Yesterday marked five years, to the day, since the Swedish Immigration office granted me on-going permission to live and work in Sweden based on my coming from another European Union country. Since the UK’s EU membership referendum result was announced I have been waiting for October 13 in order to make my citizenship application. My British passport will be returned to me (it is simply needed as part of the process) and unless there is a truly unforeseen problem I should be granted Swedish citizenship sometime in the next couple of months.

The immigration services here have not yet said what they are going to do about UK citizens living here once Article 50 is invoked. However the immigration service is well known for sticking to the letter of the law (even if they acknowledge that the law may be clumsy or plain wrong – they argue in such cases that it is the legislation that needs to be amended rather than them who should bend the rules. They are very clear that it would be wrong for them to take the law into their own hands). As I have read that as soon as the UK invokes Article 50 the country will no longer be a full and regular member of the European Union, I therefore assume (though have not been able to have it confirmed) that my permission to live and work here would be ‘questionable’ at best (and could be immediately revoked at worst).

I encourage all UK artists who are already (permanently) living in other European countries and who do not already have dual citizenship to investigate their options sooner rather than later. I believe that Sweden is like many other European countries in that it recognises dual nationality, as does Britain. However I am also aware that Sweden has one of the shorter qualifying period – some countries require that citizens from other lands have been resident for eight years.

While it might be somewhat re-assuring to try and believe UK politicians who propound Britain’s negotiating power and their abilities to secure the best of both worlds (being outside of the EU but retaining all the benefits), from here it seems that many European counties and EU leaders are less than enamoured with the UK and are taking a hard line – out means out. (Donald Tusk’s Brussels speech must make uncomfortable listening for those expecting something close to business as usual.)

No matter the precise details of future movement of people and/or goods between Britain and the European countries I think that it is fair to assume that it will be considerably different from that which we have gotten used to. Unlike large global corporations and established cultural/educational institutions who have personnel and HR offices geared up for assisting with appropriate visas and permissions, and finance departments that are already well versed in dealing with trade with non-EU countries, I can imagine that smaller arts organisations (and individual artists) are going to endure a long period re-adjustment and learning. I am of course concerned about how this will impact on their work and programmes as they (and we artists) are not in positions to recruit additional staff, so all of the hours spent coming to terms new ways of working will have to be drawn from existing schedules.

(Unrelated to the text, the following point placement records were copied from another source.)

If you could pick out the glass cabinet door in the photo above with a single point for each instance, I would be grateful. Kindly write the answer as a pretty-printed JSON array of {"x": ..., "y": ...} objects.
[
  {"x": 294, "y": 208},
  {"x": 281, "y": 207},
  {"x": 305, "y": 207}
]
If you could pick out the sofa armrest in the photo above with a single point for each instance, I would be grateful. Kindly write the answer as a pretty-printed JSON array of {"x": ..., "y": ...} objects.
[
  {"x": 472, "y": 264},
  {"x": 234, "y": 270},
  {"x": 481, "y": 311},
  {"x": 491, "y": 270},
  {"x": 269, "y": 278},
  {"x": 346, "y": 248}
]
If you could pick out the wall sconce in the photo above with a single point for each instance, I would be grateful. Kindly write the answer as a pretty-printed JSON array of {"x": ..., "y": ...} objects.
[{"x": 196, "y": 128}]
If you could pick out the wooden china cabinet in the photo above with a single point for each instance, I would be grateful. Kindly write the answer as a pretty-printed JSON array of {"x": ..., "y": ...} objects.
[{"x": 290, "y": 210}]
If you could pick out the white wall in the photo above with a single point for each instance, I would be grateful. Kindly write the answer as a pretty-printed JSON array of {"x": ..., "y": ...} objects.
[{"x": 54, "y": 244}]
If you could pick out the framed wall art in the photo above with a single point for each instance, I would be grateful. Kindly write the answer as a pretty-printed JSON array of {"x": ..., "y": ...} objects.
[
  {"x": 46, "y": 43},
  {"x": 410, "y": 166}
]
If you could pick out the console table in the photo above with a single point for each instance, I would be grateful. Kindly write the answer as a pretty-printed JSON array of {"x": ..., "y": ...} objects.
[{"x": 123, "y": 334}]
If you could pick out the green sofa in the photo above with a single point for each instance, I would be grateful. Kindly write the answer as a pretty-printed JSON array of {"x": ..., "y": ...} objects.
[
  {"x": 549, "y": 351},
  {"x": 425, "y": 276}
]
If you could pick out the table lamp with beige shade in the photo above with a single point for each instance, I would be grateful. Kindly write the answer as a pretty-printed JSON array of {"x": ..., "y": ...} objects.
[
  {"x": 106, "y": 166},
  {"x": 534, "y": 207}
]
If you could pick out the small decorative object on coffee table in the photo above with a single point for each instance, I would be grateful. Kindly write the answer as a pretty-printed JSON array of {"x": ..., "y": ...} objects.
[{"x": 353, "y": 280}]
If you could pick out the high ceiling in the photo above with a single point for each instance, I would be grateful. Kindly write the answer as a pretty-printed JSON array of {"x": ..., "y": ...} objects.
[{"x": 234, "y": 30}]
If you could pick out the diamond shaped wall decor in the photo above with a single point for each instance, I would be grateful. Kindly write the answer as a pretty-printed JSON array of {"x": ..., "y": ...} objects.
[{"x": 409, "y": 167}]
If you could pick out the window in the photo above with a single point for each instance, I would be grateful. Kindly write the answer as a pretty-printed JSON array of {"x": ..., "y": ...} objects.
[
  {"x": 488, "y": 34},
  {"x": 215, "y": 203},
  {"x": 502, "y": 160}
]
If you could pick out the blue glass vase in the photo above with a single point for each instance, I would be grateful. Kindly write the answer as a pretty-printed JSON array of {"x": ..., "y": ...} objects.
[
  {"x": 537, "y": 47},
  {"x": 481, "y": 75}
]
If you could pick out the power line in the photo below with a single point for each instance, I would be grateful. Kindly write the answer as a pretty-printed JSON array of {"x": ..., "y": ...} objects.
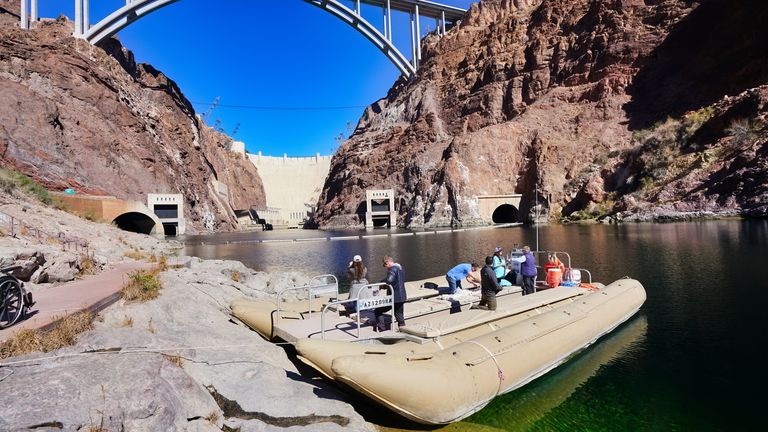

On a very personal note it struck me that I will most likely need to find a new European glitter supplier (rather than the wonderful Flint’s just off the Walworth Road in south London) to avoid very complicated and time consuming paperwork and tax declarations. And that I might also be forced to stop working with my friends David and Lucy for my website – which will be a very sad day indeed.

 

Hopefully some of my anxieties will be allayed over the coming months. No matter what happens having Sweden citizenship will enable me to vote in general elections – which considering that this is where I live, work, and pay my taxes makes good sense!

 

And now … it is time to go and do something practical – what a perfect way to spend the later half of a Friday afternoon!